Welche Faktoren halten Sie für maßgeblich für die Artenvielfalt?

Der ebenfalls mal mehr oder weniger dynamische Klimawandel sorgt dafür, dass Arten über den Globus wandern, hier vermehrt Taubenschwänzchen oder asiatische Tigermücken, Nilgans oder Gänsegeier zu beobachten sind. Auch die Pflanzengesellschaften verändern sich im Zuge der Klimaveränderungen. Treibhausgase ausgestoßen durch Verkehr, Industrie, Abfallbehandlung oder auch durch Landwirtschaft tragen zur Erderwärmung bei. Fremdlicht und Funkwellen, wie der neue 5G-Standard sollen besonders auf Insekten schädlich wirken. Der Einfluss des Menschen auf den Klimawandel und die Lebensräume ist nicht zu leugnen.

Aber gerade den Lebensräumen in der Agrarlandschaft soll es schlechter gehen. Wie erklären Sie das?

Nur zur Hälfte besteht Deutschland noch aus landwirtschaftlicher Nutzfläche – mit täglich abnehmender Tendenz. In den letzten 20 Jahren ist in Deutschland durch Ausweitung von Siedlungs- und Verkehrsflächen oder das Anpflanzen von Wald sogenannter Offenland-Lebensraum von etwa 1 Million Hektar verschwunden. Das entspricht ungefähr der landwirtschaftlichen Nutzfläche von Sachsen-Anhalt, die nicht mehr für Feldvögel, Hasen oder Hamster zur Verfügung steht. Die verbliebenen Acker- und Grünlandflächen in Sachsen-Anhalt sind zu mehr als einem Drittel durch Landschaftsschutzgebiete, NATURA2000-Gebiete, Naturschutzgebiete oder auch durch Biosphärenreservate geschützt.

Aber auf der verbleibenden Fläche wird Landwirtschaft betrieben – zum Nachteil der Natur?

Richtig ist, dass Landwirtschaft diese Lebensräume nutzt und dadurch beeinflusst und verändert. Mit ihrer täglichen Arbeit ringen Landwirte der Natur die Rohstoffe ab, die wir für die Nahrungsmittelproduktion brauchen oder als Energieersatz für fossile Rohstoffe. Dazu gehört auch, dass wir um Licht, Wasser und Nährstoffe konkurrierende Unkräuter oder Schadinsekten bekämpfen. Ein Vorurteil ist jedoch, dass durch uns der Grünlandanteil abnimmt oder Feldgehölze verschwinden. Beides ist bei uns seit Jahren verboten beziehungsweise nur nach behördlicher Genehmigung mit Ersatzsaat oder Ausgleichspflanzung möglich.
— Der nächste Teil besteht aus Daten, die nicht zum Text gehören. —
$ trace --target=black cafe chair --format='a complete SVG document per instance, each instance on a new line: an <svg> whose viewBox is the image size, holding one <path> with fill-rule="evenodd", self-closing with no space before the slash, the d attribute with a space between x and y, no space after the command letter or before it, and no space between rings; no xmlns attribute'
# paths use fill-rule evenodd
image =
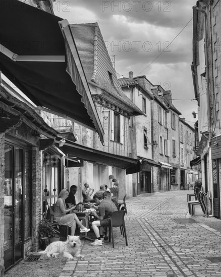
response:
<svg viewBox="0 0 221 277"><path fill-rule="evenodd" d="M112 218L111 219L110 225L106 226L109 228L109 242L111 242L111 237L112 239L112 246L115 247L115 243L114 241L113 227L120 227L121 232L123 234L123 237L125 238L126 245L128 246L127 233L126 231L125 222L124 217L126 213L125 211L118 211L114 212L112 214Z"/></svg>

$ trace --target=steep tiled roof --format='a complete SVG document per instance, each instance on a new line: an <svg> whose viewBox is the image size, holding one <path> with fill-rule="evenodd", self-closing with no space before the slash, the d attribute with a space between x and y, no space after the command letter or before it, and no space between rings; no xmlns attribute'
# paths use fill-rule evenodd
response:
<svg viewBox="0 0 221 277"><path fill-rule="evenodd" d="M137 80L135 79L135 78L130 80L129 78L123 77L123 78L118 79L118 81L119 82L120 85L122 87L126 86L139 86L139 87L146 92L149 98L153 99L153 96L152 93L150 92L142 84L139 83Z"/></svg>
<svg viewBox="0 0 221 277"><path fill-rule="evenodd" d="M120 97L136 111L136 114L143 114L121 89L98 24L70 26L88 82L93 82L104 90L111 91L118 99ZM113 83L108 73L112 76Z"/></svg>

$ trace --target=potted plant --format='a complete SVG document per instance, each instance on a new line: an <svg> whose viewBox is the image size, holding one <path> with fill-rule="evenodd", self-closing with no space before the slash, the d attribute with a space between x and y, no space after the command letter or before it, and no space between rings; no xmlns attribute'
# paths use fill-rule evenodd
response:
<svg viewBox="0 0 221 277"><path fill-rule="evenodd" d="M53 241L59 240L59 225L57 223L50 222L46 219L41 220L38 225L38 232L40 235L40 240L45 240L45 238L49 238L49 242L51 243Z"/></svg>

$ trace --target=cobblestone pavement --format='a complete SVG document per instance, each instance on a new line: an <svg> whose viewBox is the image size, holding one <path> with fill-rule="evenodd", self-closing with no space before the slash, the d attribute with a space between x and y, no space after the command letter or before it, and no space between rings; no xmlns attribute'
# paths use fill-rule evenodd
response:
<svg viewBox="0 0 221 277"><path fill-rule="evenodd" d="M60 277L221 276L221 221L188 213L187 194L145 194L126 201L128 246L114 228L112 243L84 241L82 260L67 261ZM215 259L214 258L216 258Z"/></svg>

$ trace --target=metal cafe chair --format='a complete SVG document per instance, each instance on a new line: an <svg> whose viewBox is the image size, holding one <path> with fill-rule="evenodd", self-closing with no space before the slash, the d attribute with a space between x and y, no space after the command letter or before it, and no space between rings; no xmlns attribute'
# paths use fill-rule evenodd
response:
<svg viewBox="0 0 221 277"><path fill-rule="evenodd" d="M114 241L113 227L120 227L121 232L122 230L123 237L125 238L126 245L128 246L127 233L126 231L125 222L124 221L124 216L126 213L125 211L118 211L114 212L112 214L112 218L111 220L111 224L106 226L109 228L109 242L111 242L111 236L112 239L112 246L115 247L115 243ZM122 229L122 230L121 230Z"/></svg>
Nun gibt es Forderungen der Natur etwas zurückzugeben und die Subventionen der Landwirte daran zu knüpfen.

Tatsache ist, dass schon jetzt die EU-Agrarbeihilfen fest an Auflagen zu Umwelt- und Naturschutz gekoppelt sind, obwohl sie ursprünglich als Einkommensausgleich für damalige Sozial- und Umweltstandards gezahlt wurden. Die Höhe der Zahlungen nimmt jährlich ab, die daran geknüpften Bedingungen werden aber immer mehr. Schon jetzt gibt es eine übergroße Fülle an einzuhaltendem Fachrecht, wo Landwirte Regeln unterworfen sind, die unsere Natur schonen sollen. So gibt es die Vorgabe für konventionell wirtschaftende Betriebe, mindestens 5% ihrer bewirtschafteten Ackerflächen als ökologische Vorrangfläche zu bewirtschaften, zum Beispiel als Brache, Blühstreifen oder mit einer Winterzwischenfrucht begrünt. Allein das Nichteinhalten dieser Auflage würde die EU-Agrarbeihilfen um ein Drittel reduzieren. Verstöße bei Düngung, Pflanzenschutz oder in der Tierhaltung würden ebenfalls zu schmerzlichen Einbußen bis hin zur Streichung der Beihilfen führen.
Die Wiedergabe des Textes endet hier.